Untuk menunjang aktivitas keseniannya, Ismet juga membuka kedai atau warung yang juga memberikan ruang bagi orang-orang untuk berdiskusi.
Apakah cukup berkesenian untuk hidup? "Saya menjadi orang yang bersyukur atas semua anugerah Tuhan. Jadi selalu ada jalan untuk kebutuhan anak dan isteri," kata Ismet.
Demi menyebarkan kebaikan dan memperluas gerakan, Ismet menginisiasi project Folk Sumatera sekalian promo album Hijau dan Biru Ismet Raja Tengah Malam pada 2019.
"Kota yang dikunjungi itu Palembang, Bengkulu, Jambi, Kerinci, sarolangun, Padang, Medan, Banda Aceh dan Sabang," kata dia.
Baca juga: Lestarikan Budaya Borneo Lewat Musik
Pendanaan dari project Folk Sumatera berasal dari tabungan pribadi, patungan organisasi masyarakat sipil dan donasi dari kawan-kawan di lokasi manggung.
"Alhamdulillah setiap kota ada kawan-kawan berdonasi.

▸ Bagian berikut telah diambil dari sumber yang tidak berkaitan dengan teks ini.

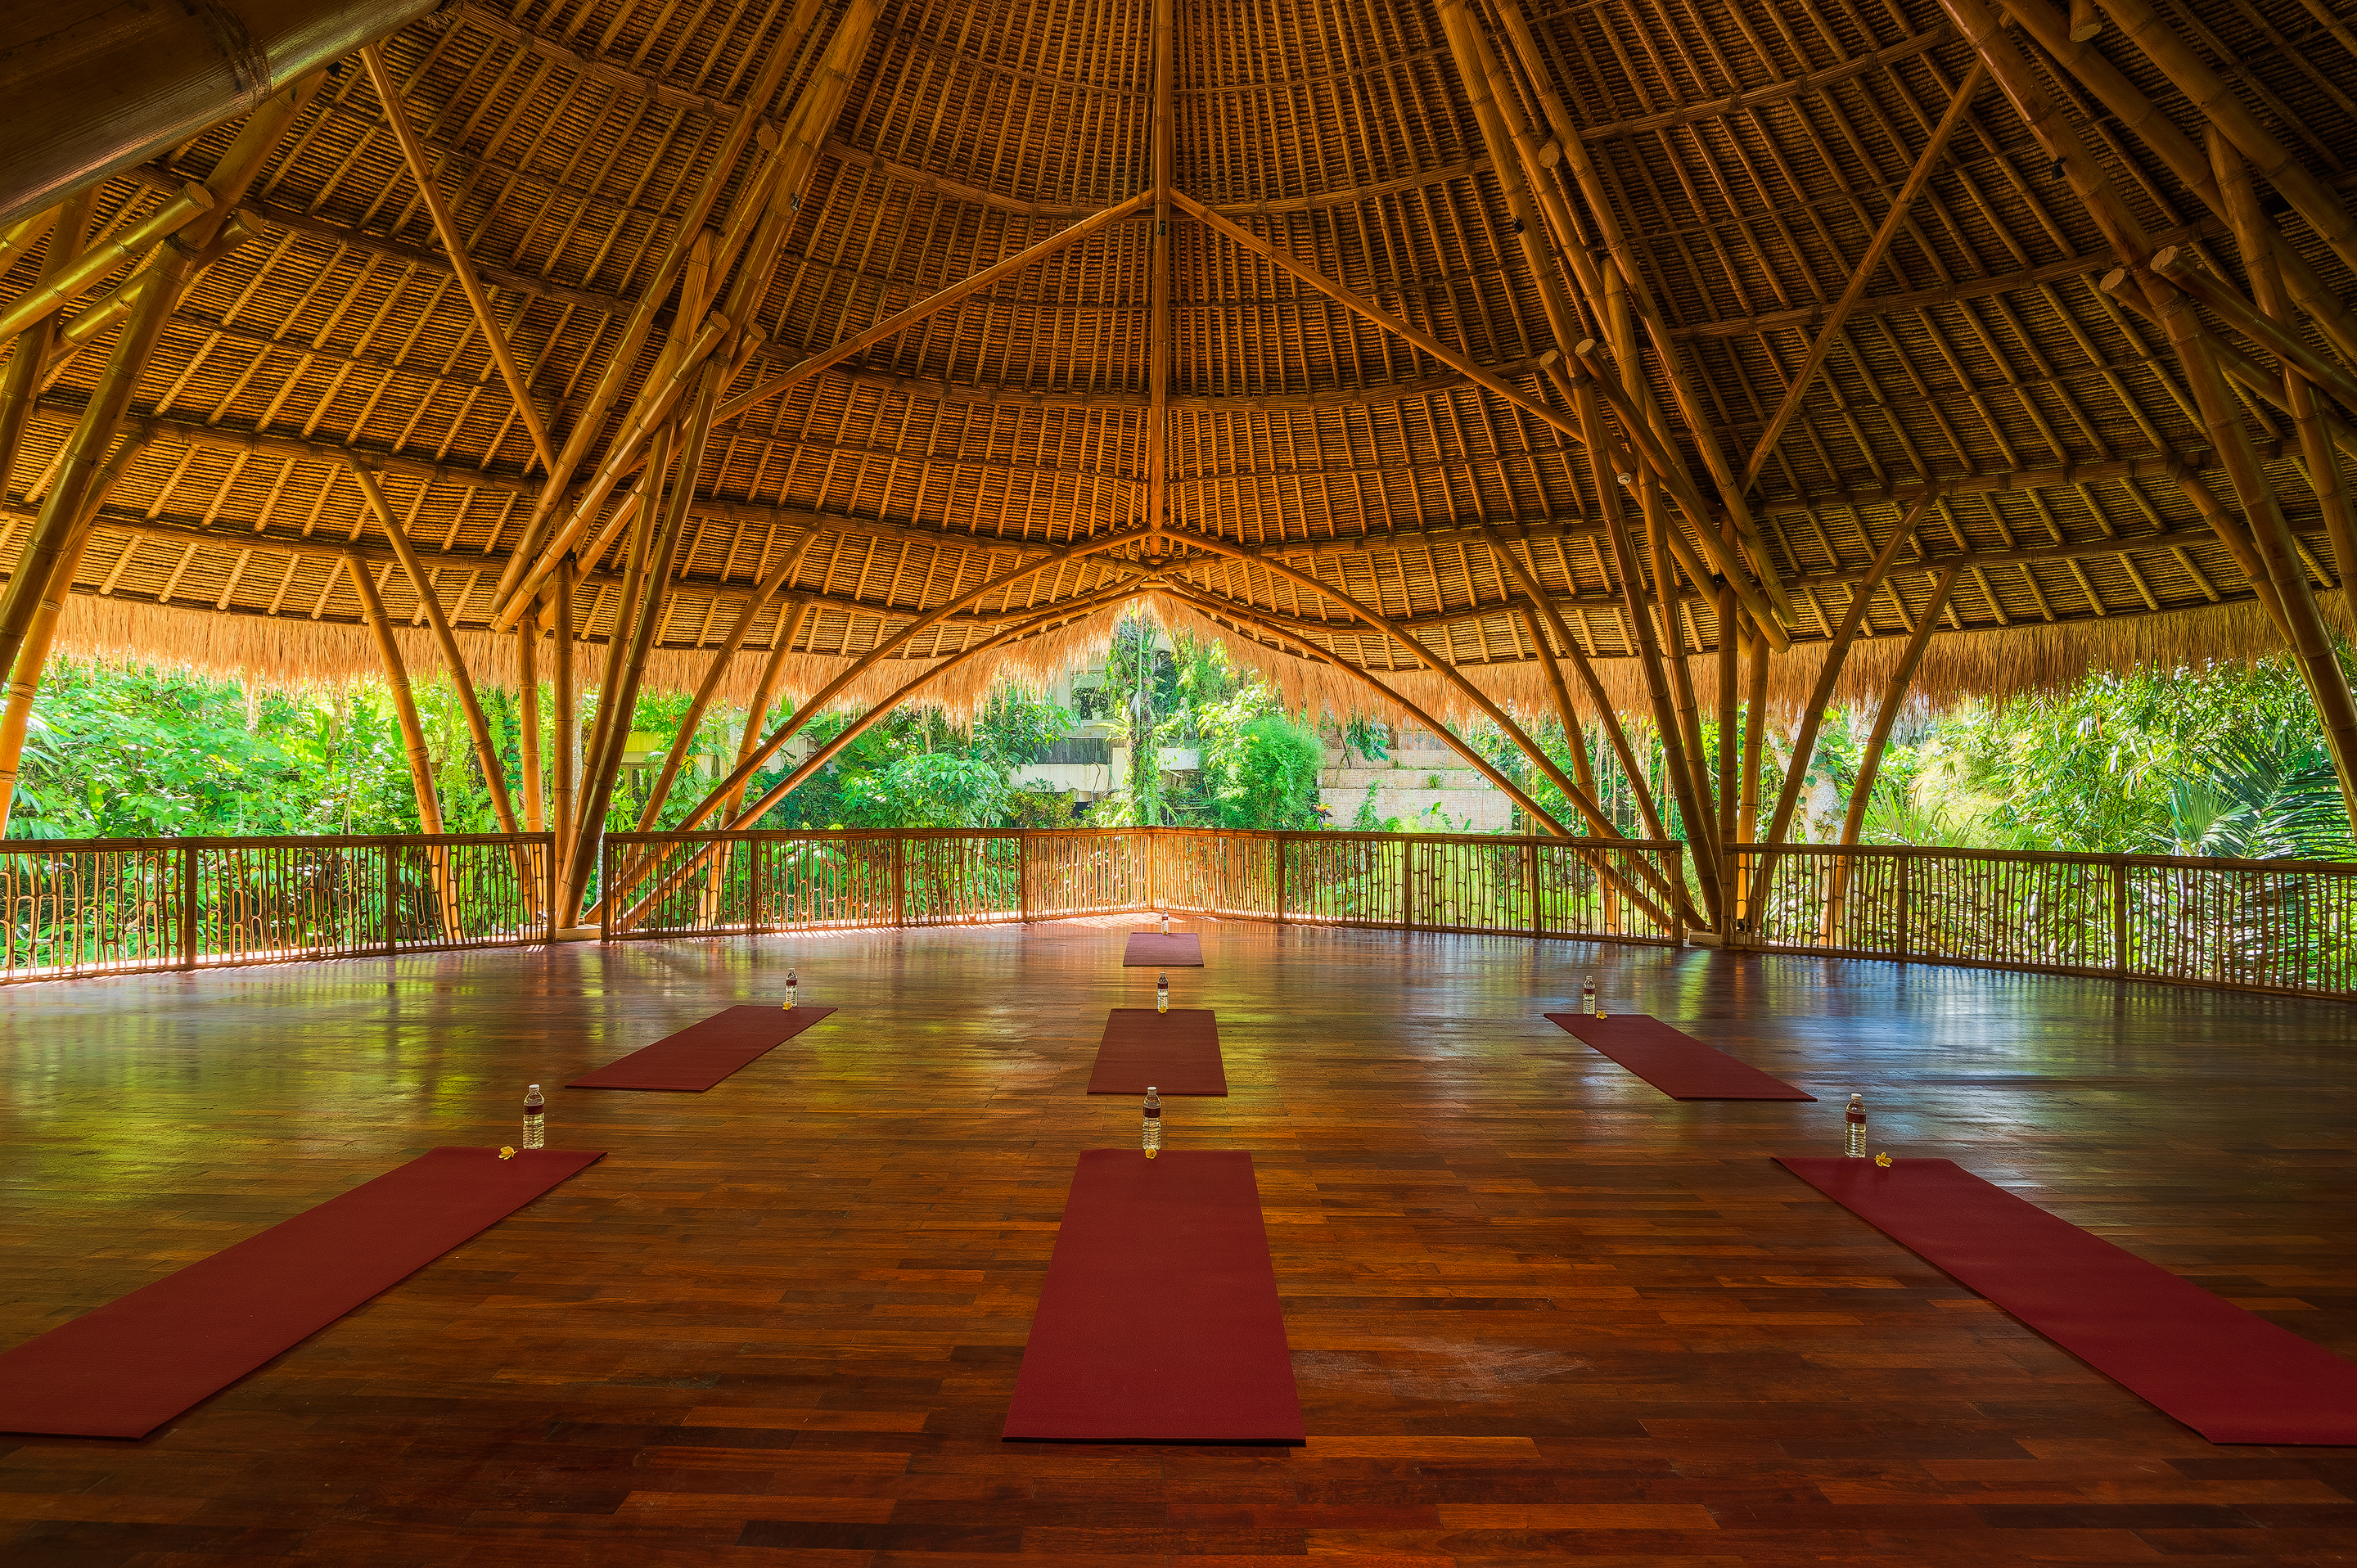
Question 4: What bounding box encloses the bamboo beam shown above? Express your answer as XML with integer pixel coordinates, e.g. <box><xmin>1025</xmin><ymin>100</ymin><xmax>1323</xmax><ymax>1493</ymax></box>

Kesediaan tuan rumah sesuai kesanggupan dan kebanyakan di kafe kalau di Aceh di kampus," kata dia.
Selama sebulan keliling Sumatera, ia membawa pohon sebagai simbol satu pohon satu jiwa.
Pada lokasi manggung Ismet menanam pohon endemik Sumatera kayu Bulian atau kayu besi (Eusideroxylon zwageri) yang kini sudah sangat langka di hutan.
"Terakhir tanam pohon di Sabang," sambung Ismet.
Tur Ismet sesungguhnya bukan untuk mencari materi, tetapi ingin bertemu dengan orang-orang di luar kota, mendapat ide dan pikiran untuk menambah kekuatan dalam pergerakan.
"Dalam diskusi setiap kota, kami sudah bicarakan kalau bakal ada gejolak besar di dunia akibat dari kerusakan alam," kata Ismet.